Paul vit à Abobo, un quartier que des milliers de personnes ont fui durant ces derniers jours à cause d’intenses combats entres les forces loyales à Laurent Gbagbo et les groupes armés soutenant Alassane Ouattara.
« Quand on voit de la fumée, on pense que peut-être les gens sont en train de s’occuper des cadavres… Un jour, il y avait un corps devant ma propre porte. Nous l’avons mis dans un endroit isolé jusqu’à ce qu’il puisse être brûlé. Les pompes funèbres ne prennent pas les corps qui sont déjà en train de se décomposer, alors les gens de la communauté incinèrent les cadavres pour éliminer l’odeur et surtout le risque de maladie.
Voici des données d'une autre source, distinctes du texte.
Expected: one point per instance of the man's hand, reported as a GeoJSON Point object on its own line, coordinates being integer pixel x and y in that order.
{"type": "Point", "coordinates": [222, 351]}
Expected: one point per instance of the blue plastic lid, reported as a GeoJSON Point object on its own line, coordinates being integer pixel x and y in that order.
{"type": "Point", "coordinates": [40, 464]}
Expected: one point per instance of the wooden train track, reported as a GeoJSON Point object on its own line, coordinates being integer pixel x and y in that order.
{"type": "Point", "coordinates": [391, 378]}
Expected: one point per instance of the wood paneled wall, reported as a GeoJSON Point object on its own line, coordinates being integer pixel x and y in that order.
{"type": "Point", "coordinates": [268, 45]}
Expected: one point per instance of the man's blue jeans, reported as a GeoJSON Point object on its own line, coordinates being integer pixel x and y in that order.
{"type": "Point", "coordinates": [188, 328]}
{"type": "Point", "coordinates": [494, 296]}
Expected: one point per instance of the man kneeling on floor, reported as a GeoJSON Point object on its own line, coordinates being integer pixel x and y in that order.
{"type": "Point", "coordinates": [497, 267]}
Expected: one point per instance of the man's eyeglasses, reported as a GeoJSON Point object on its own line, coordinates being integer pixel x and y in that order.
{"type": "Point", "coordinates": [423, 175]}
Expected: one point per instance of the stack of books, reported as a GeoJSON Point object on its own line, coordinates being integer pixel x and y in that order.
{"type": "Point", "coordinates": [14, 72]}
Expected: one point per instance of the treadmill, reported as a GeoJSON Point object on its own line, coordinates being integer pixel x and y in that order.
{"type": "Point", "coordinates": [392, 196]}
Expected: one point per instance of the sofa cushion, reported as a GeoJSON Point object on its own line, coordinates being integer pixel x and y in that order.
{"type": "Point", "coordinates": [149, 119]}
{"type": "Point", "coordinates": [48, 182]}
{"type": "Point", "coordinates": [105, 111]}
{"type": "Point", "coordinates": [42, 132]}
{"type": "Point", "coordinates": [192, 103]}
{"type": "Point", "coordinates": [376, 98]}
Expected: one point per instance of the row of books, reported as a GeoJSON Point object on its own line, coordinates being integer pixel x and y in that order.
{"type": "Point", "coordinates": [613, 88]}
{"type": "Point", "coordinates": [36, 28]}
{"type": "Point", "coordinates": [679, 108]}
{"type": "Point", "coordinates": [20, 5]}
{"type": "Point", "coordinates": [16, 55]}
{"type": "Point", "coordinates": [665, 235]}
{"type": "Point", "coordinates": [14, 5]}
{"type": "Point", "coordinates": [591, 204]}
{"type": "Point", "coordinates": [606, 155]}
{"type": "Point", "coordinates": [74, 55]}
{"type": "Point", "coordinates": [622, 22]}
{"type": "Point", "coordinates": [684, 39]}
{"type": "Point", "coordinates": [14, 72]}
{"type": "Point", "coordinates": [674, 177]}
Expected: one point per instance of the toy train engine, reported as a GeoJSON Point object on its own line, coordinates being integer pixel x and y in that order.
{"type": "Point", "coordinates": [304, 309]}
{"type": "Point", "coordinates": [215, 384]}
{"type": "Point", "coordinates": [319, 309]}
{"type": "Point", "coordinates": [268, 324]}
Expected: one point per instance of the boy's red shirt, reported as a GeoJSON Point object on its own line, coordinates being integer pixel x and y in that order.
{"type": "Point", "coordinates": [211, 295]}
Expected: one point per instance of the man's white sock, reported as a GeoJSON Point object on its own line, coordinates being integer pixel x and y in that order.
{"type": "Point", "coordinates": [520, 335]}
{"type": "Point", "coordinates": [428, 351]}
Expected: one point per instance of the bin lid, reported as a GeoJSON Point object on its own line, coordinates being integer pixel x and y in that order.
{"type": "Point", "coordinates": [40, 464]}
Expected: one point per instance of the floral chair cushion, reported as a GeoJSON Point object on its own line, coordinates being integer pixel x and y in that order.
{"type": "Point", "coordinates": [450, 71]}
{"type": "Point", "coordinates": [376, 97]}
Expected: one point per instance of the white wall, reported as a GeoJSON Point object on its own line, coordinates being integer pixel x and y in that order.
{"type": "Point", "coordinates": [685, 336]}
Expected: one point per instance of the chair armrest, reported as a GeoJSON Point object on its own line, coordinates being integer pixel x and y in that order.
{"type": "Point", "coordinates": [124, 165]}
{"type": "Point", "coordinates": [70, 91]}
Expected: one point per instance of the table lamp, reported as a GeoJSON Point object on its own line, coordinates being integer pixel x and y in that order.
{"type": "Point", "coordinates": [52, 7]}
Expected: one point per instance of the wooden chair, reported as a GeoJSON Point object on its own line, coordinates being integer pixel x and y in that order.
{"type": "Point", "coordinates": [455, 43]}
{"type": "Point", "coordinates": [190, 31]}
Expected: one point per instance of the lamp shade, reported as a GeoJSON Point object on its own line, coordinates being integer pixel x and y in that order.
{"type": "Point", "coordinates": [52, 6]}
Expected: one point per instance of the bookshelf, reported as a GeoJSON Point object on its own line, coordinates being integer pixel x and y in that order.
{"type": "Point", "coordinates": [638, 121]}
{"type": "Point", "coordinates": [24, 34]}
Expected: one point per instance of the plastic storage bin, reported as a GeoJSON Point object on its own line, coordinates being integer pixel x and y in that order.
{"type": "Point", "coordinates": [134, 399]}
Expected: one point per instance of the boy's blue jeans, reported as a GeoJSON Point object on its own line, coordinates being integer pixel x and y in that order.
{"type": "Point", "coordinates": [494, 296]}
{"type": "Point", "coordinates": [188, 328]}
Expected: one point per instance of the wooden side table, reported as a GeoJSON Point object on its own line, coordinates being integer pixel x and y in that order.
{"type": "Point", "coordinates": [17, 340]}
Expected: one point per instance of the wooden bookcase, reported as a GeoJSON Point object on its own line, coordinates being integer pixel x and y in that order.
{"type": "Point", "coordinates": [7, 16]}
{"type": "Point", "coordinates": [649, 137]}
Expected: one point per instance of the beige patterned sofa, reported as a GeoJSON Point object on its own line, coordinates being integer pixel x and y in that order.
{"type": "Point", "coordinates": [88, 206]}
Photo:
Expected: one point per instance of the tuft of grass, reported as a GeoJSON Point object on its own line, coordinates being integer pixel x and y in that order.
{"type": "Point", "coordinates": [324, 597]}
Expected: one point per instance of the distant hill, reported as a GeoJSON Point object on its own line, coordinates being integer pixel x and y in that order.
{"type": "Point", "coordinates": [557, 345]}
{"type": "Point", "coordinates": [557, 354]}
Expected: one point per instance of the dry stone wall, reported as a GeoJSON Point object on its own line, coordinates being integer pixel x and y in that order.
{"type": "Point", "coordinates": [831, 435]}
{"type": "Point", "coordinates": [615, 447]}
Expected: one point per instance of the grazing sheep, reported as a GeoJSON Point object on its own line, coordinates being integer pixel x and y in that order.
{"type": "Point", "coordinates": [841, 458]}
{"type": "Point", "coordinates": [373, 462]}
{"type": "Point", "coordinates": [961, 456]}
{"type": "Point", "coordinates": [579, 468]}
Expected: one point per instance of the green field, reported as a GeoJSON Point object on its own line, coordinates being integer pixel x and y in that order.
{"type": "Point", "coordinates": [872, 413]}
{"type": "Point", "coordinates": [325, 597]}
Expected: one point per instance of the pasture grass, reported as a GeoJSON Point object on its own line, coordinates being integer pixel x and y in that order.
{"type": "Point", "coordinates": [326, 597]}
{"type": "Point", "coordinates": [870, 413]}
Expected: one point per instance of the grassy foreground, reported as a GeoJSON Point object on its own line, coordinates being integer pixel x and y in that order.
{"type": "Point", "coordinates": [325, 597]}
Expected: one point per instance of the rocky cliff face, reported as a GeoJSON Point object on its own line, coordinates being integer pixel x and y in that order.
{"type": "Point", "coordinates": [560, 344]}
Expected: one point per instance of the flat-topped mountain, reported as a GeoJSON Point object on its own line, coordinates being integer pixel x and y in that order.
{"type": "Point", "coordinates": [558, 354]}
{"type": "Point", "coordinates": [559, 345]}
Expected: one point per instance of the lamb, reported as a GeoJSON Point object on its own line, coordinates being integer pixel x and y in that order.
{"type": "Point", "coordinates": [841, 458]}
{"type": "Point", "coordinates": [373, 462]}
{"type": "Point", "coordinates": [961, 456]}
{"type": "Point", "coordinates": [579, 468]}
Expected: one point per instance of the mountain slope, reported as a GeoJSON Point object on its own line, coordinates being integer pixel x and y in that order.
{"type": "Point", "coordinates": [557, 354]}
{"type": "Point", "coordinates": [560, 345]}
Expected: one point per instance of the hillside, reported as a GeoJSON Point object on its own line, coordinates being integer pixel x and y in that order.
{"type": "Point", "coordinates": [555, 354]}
« Les gens brûlent des pneus avec les cadavres pour neutraliser l’odeur un peu. C’est complètement sans cérémonie, bien sûr. Il n’ya pas de temps pour parler ou faire une prière ; avec la peur que tout le monde a au ventre, les gens doivent faire [le travail] très rapidement et rentrer [chez eux].
« Les gens perdent des êtres chers, sans jamais revoir une trace de leur corps – personne n’a le temps de circuler [pour] identifier les corps.
« Je me demande, quand est-ce que la communauté internationale va prêter attention à la catastrophe qui se déroule dans ce pays ?
« Le monde entier se penche sur la question de la Libye, de l’Egypte [et] de la Tunisie. Il ne faut pas qu’on oublie la Côte d’Ivoire. C’est le même sang qui coule dans nos veines.
« On ne sait même plus vers qui nous tourner.
« Pour ceux qui restent à Abobo, il n’y a presque plus de nourriture ni de médicaments. Les véhicules ne circulent plus. Les boutiques sont fermées ; leurs propriétaires craignent le pillage.
« Un jour, une ONG a essayé de venir nous aider, mais ils ont été bloqués par les forces de sécurité.
« C’est presque impossible de quitter actuellement, ou même d’aller d’un quartier à un autre ; il y a des hommes armés à des barrages improvisés partout. Ils demandent votre nom, ils vous volent tout ce que vous avez, ils vous tabassent.
« Les Nations Unies et les organisations régionales doivent faire quelque chose pour sauver le pays. Aucun Ivoirien éminent ne peut maintenant se lever et dire : ‘Je ne suis pas pour le dirigeant X ou Y - il faut simplement que nous mettions fin à la violence pour sauver la Côte d’Ivoire’. Cela serait trop dangereux, parce qu’aujourd’hui tout le monde est radicalement d’un côté ou de l’autre.
« Je supplie les deux camps de s’occuper de la catastrophe humanitaire et sécuritaire auquel fait face la population, et ensuite de s’attaquer aux problèmes politiques ».